İzmir'de 25 yıllık öğretmen Cemile Bayar, 30 yıllık öğretmen Sultan Berna Kumbaracı ve 20 yıllık öğretmen Firdevs Öner, meslek hayatları süresince en fazla manevi tatmin duydukları dönemi yaşıyor. Hasan Tahsin Özel ve Mesleki Eğitim Merkezi'ni artık farklı bir okul gibi görmediğini anlatan Cemile Bayar, "Burada 15 yılı doldurdum. Tayinim buraya çıktığında bu okulla ilgili bilgim yoktu. Başlangıçta tereddütte kaldım. Ama bu 15 yıl bana çok şey kazandırdı. Çok farklı çocuklarla çalışıyoruz. Onların neye tepki verebileceğiyle ilgili kendimizi geliştiriyoruz. Onları yönlendirmeye çalışıyoruz. Hepsi birbirinden farklı" dedi.
'ONLARLA GURUR DUYUYORUM'
Bütün öğretmenlerin özverili olduğunu ancak yoruldukları anlar da olsa birbirlerini hoşgördüklerini kaydeden Bayar, "Beklenmedik anda çocukların bir tepkisiyle karşılaşınca o yorgunluk tamamen ortadan kalkıyor. Atölyede güzel bir ortam var. Sadece boncuk dizenler de var, daha zor çalışmaları yapabilen öğrencilerimiz de var. Öğretmenler gününde sürprizlere alışığız. Ama bizim için her gün özel. Ben çocuklardaki ilerlemeyi görünce çok mutlu oluyorum, onlarla gurur duyuyorum" diye konuştu.

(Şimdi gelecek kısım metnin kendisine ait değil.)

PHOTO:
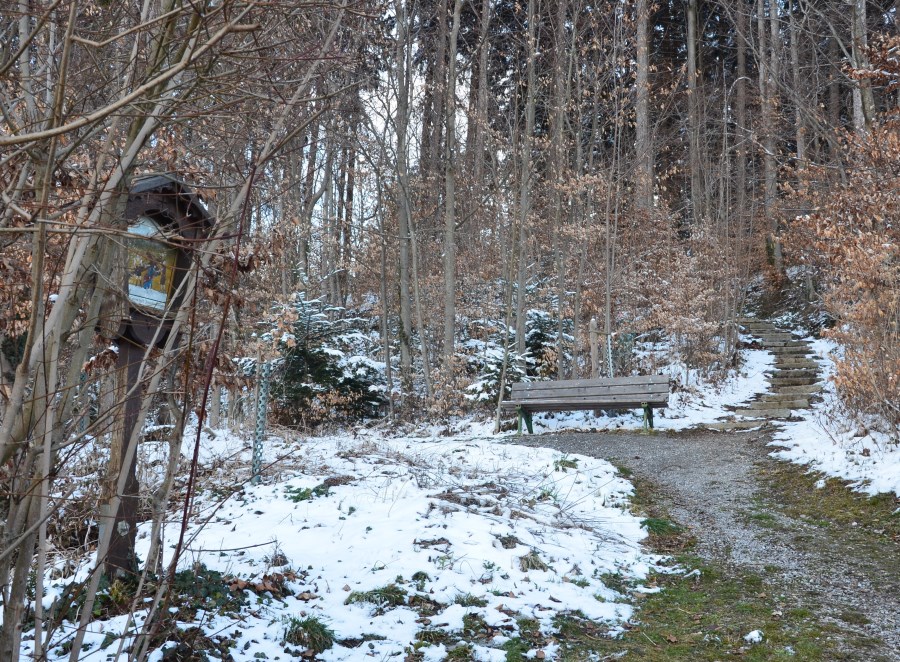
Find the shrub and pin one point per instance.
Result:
(323, 373)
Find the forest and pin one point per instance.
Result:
(410, 205)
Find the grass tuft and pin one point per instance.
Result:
(532, 561)
(310, 633)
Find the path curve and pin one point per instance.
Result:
(708, 480)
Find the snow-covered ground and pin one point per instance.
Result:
(829, 440)
(401, 544)
(698, 403)
(453, 528)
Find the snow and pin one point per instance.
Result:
(829, 440)
(462, 511)
(458, 518)
(697, 403)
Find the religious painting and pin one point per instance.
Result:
(151, 265)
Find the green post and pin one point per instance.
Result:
(648, 416)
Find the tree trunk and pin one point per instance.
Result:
(643, 199)
(403, 203)
(525, 178)
(698, 193)
(450, 201)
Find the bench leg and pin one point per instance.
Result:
(648, 416)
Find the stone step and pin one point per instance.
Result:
(791, 350)
(786, 398)
(782, 404)
(806, 389)
(793, 372)
(796, 403)
(792, 381)
(764, 413)
(774, 335)
(755, 329)
(788, 362)
(771, 344)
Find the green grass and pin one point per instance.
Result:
(469, 600)
(383, 598)
(298, 494)
(532, 561)
(699, 617)
(310, 633)
(829, 502)
(660, 527)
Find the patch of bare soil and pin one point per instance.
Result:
(718, 485)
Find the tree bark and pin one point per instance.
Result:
(450, 201)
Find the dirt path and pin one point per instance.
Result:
(714, 483)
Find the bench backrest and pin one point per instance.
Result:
(652, 389)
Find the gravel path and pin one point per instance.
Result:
(708, 481)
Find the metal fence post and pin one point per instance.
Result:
(262, 398)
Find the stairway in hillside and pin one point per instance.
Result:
(794, 379)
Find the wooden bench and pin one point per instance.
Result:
(578, 394)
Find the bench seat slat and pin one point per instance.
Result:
(590, 391)
(616, 381)
(622, 402)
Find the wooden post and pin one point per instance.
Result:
(121, 562)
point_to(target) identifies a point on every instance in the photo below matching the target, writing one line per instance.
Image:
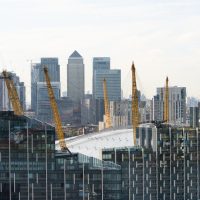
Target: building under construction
(31, 168)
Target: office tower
(40, 103)
(88, 110)
(53, 69)
(177, 105)
(75, 77)
(31, 168)
(66, 110)
(113, 80)
(99, 63)
(121, 113)
(194, 117)
(5, 103)
(35, 69)
(44, 112)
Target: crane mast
(106, 105)
(135, 109)
(12, 94)
(166, 101)
(56, 116)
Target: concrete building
(31, 168)
(37, 78)
(121, 113)
(35, 70)
(194, 117)
(177, 105)
(43, 111)
(66, 110)
(5, 104)
(99, 63)
(75, 77)
(88, 110)
(164, 165)
(113, 81)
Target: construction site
(154, 160)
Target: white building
(177, 105)
(75, 77)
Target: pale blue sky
(161, 36)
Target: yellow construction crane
(56, 115)
(12, 94)
(135, 108)
(106, 105)
(166, 101)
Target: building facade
(43, 106)
(75, 77)
(177, 105)
(163, 166)
(31, 168)
(99, 63)
(5, 104)
(194, 117)
(40, 103)
(113, 81)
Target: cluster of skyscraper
(80, 109)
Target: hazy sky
(161, 36)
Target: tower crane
(106, 105)
(166, 101)
(56, 115)
(135, 108)
(12, 94)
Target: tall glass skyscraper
(75, 77)
(39, 97)
(99, 63)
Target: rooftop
(75, 54)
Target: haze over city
(162, 37)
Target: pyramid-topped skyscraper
(75, 77)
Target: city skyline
(162, 41)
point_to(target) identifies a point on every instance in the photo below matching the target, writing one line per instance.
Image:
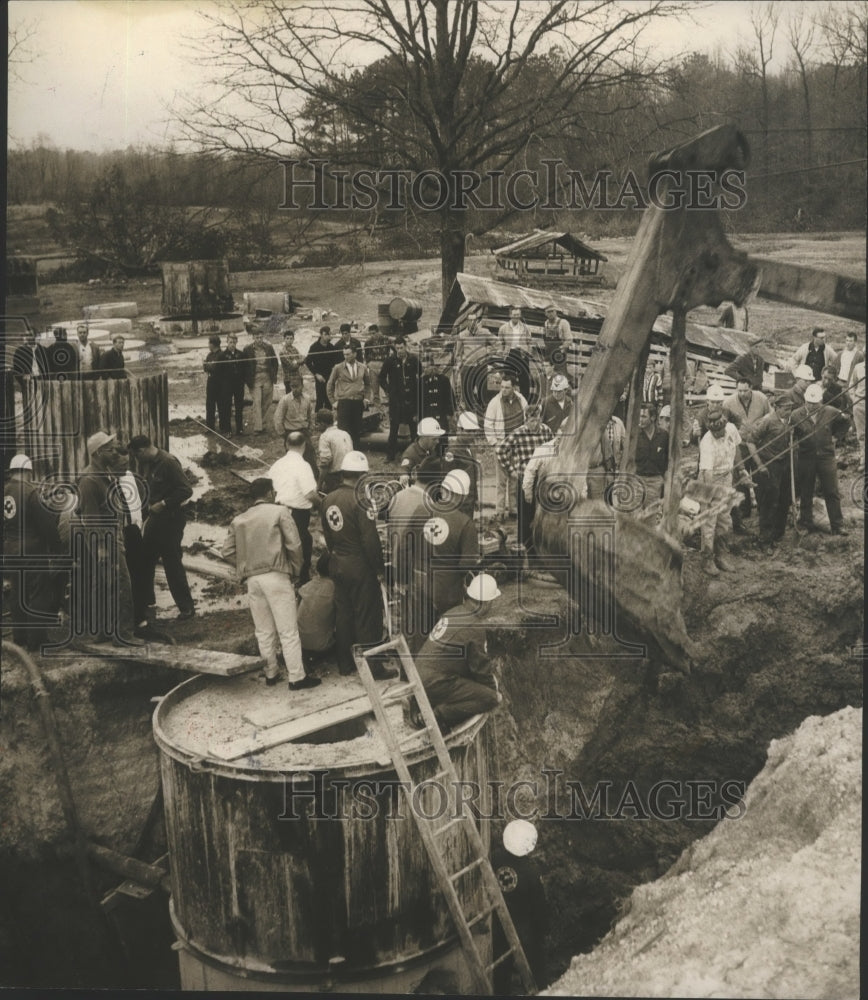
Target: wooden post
(677, 366)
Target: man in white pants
(264, 545)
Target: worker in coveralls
(523, 893)
(454, 665)
(356, 564)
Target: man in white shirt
(295, 487)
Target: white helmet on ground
(483, 588)
(519, 837)
(355, 461)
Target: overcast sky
(104, 72)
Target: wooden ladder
(433, 830)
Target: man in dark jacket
(168, 490)
(399, 379)
(816, 427)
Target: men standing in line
(217, 400)
(321, 359)
(333, 446)
(356, 564)
(295, 488)
(717, 453)
(235, 365)
(503, 415)
(348, 387)
(399, 379)
(260, 377)
(514, 454)
(88, 354)
(558, 406)
(290, 359)
(29, 535)
(165, 518)
(815, 353)
(652, 453)
(454, 665)
(113, 363)
(101, 593)
(516, 346)
(264, 546)
(815, 427)
(295, 412)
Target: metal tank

El sanatları atölyesinde yeni beceriler öğrenmenin mutluluğunu yaşayan Doğukan Balduk (17), "Ben okulumdan çok memnunum. Öğretmenimi çok seviyorum, atölyede yeni şeyler yapıyoruz. Cemile öğretmenim bize çok şey öğretti. Bütün öğretmenleri çok seviyorum" dedi.
Hem atölyede çalışıp hem Karabağlar Belediyesi'nde staj yapan Dilan Beşkaya (17) da okul bittikten sonra Engelli Kamu Personeli Seçme Sınavı'na girip devlet kurumlarına atanmak istiyor. Atölyeyi çok sevdiğini anlatan Beşkaya, "Ben 3'üncü sınıf öğrencisiyim. Önceden bilmediklerimi Cemile hocadan öğrendim. Burada etamin (perde yapmakta kullanılan, pamuk, keten ya da ipekten, gevşek ve delikli dokunmuş bir kumaş) yaptım. Aynı zamanda çalışıyorum. İlk kez iş sahibi oldum. Biraz yorulsam da çok mutluyum. Burada öğrendiğim için oraya çabuk alıştım" dedi.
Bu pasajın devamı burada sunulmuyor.